Istanbul Soundscape Project dördüncü etkinliğini sunar,
Istanbul Soundscape Project: Haydarpaşa’da Bir Gar #2
Şehrin ses sanatçıları Haydarpaşa Garı için 24 Şubat Pazar akşamı arkaoda’da bir araya geliyor!
Yaklaşık yüz yıldır İstanbul ve Anadoluyu, Avrupa ile Ortadoğu’yu birbirine bağlayan bir düğüm noktası olan Haydarpaşa Garı şuan eskimeye bırakılan banliyö trenleriyle birlikte eski benliğinin, geçmişinin bir gölgesi durumunda. Otel olması için satılması planlanan, çatısında çıkan yangınla birlikte bir kısmı tahrip olduktan sonra son olarak yeniden gar olarak hizmet vereceği açıklanan ve sekiz yıldan beri tren sirenlerini duyamadığımız Haydarpaşa Garı’nın yokluğunda şehir yaşamında eksikliğini duyduğumuz sesler nelerdi?

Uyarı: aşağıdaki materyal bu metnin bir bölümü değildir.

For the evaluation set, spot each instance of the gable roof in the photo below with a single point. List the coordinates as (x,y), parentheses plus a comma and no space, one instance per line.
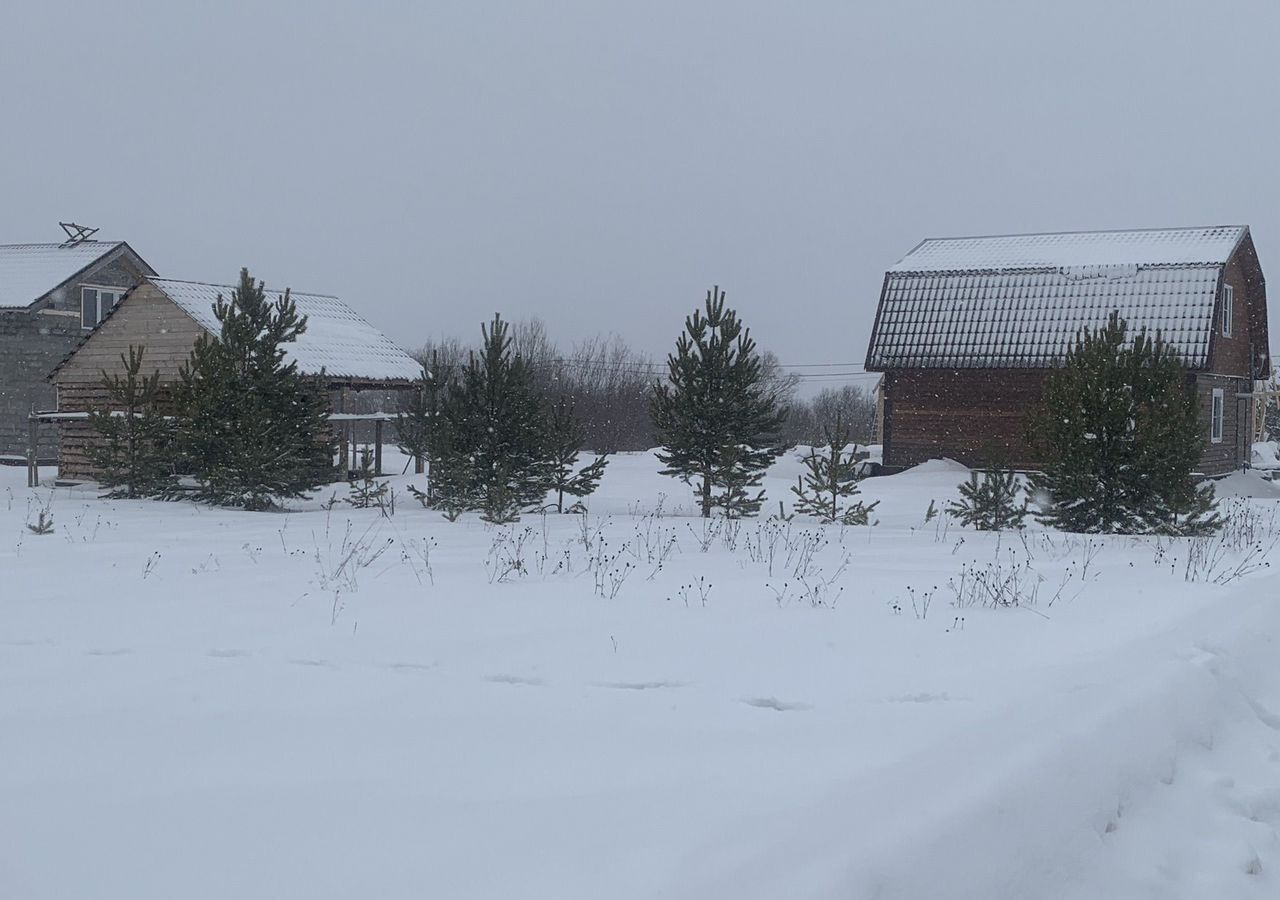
(1020,300)
(1142,247)
(337,339)
(31,270)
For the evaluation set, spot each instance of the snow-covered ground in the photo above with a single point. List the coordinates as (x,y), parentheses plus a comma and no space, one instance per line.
(201,703)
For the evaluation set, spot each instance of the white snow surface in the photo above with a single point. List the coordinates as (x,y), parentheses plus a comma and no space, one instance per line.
(337,339)
(197,703)
(31,270)
(1069,250)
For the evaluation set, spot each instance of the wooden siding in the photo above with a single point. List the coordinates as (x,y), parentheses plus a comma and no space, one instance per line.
(77,437)
(968,415)
(1232,355)
(976,416)
(1235,447)
(146,318)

Trenlerin kalktığı, vapurların yanaştığı ve etrafında uçan yüzlerce martının harika bir senfoni yarattığı gar, yokluğunu hissettiğimiz bir toplu taşıma kompleksinin yanında akustik çehresi ve geçmişten günümüze şehrin ses manzarasına kattıklarıyla birlikte ISP’nin dördüncü etkinliğinin konusu oldu.

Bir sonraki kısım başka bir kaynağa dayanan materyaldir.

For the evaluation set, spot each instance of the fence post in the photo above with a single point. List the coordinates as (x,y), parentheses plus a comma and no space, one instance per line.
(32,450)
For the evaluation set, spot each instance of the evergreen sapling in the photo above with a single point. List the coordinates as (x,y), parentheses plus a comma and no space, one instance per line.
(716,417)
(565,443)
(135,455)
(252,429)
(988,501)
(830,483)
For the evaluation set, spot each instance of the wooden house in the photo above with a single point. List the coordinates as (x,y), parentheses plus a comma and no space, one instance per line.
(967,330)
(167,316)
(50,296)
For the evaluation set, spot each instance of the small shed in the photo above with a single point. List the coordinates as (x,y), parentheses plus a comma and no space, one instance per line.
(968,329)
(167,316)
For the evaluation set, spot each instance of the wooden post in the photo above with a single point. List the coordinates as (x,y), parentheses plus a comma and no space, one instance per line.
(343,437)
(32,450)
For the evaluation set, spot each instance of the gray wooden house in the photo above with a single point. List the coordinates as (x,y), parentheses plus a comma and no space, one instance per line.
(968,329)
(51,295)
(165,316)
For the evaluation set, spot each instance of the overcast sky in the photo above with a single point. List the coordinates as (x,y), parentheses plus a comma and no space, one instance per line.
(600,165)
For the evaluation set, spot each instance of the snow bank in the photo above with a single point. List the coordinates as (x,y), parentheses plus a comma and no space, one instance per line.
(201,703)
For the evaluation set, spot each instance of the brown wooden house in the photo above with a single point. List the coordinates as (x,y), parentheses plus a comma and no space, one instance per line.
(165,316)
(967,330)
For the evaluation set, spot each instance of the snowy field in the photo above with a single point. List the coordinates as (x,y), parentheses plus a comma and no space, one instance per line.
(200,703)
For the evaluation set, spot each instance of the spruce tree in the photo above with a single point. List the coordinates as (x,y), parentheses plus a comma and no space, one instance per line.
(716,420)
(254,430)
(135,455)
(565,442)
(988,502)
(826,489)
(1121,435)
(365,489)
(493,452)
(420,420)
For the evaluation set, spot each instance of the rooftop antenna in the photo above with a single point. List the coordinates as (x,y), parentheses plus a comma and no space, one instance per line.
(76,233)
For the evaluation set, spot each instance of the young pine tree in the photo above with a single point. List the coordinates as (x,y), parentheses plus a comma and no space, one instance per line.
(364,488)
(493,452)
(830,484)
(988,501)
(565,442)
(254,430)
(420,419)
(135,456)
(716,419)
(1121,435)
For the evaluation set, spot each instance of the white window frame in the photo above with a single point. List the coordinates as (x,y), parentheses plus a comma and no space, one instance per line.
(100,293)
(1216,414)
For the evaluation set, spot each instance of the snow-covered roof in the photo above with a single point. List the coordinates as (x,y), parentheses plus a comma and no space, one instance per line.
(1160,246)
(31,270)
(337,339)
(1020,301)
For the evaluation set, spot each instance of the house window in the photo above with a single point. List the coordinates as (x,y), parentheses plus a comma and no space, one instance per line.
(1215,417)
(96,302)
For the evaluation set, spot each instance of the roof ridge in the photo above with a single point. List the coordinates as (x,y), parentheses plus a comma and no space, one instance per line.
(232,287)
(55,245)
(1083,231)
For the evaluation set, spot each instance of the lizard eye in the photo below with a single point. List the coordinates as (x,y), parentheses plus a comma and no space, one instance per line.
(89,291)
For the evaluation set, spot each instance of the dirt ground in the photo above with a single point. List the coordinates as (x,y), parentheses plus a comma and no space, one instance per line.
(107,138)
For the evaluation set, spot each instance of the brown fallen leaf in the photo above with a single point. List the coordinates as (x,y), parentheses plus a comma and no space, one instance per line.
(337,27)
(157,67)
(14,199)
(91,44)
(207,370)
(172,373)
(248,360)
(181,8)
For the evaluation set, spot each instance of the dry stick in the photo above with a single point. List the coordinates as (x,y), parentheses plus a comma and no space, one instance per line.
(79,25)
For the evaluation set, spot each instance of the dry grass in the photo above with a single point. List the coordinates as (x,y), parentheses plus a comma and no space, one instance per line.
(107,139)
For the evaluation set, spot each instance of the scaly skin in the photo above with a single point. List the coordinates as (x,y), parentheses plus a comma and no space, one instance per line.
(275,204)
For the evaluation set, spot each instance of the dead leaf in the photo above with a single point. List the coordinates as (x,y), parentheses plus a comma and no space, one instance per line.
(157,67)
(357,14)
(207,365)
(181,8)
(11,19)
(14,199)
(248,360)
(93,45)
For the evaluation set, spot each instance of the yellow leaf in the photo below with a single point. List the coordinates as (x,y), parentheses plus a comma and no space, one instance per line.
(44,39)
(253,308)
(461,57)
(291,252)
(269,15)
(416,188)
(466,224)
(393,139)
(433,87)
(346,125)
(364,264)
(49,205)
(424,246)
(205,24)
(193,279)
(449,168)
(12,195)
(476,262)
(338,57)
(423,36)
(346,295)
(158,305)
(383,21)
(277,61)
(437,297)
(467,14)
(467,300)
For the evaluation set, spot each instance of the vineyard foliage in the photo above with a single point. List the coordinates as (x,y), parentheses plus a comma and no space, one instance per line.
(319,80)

Etkinlikte kent yaşamında duyabileceğimiz seslerin yanında, Haydarpaşa Garı ile anılabilecek ‘ayrılık’, ‘kavuşma’, ‘başlangıç’, ‘bitiş’, ‘yolculuk’ ve ‘İstanbul’ gibi bağlamlarla üretilen eserlerle birlikte Haydarpaşa’nın akustik çehresini dinlerken, senelerdir duymadığımız tren düdüklerine ve gar etrafındaki doğal hayatın sessel katkılarına kulak misafiri olabileceğiz. Onun üstünde ses sanatçısının mekan için besteledikleri eserleri çalacağı geceye, iki Alman mimar tarafından tasarlanmış bu yaşayan binayla duygusal bağı olan, tren yolculuklarını seven ve şehrin raylar üstündeki akustik ekolojisini merak eden herkesi bekliyoruz. İstanbul’un kapısı, Anadolu’dan Batıya giden trenlerin son durağı Haydarpaşa Garı ile bir an önce kavuşmak umuduyla.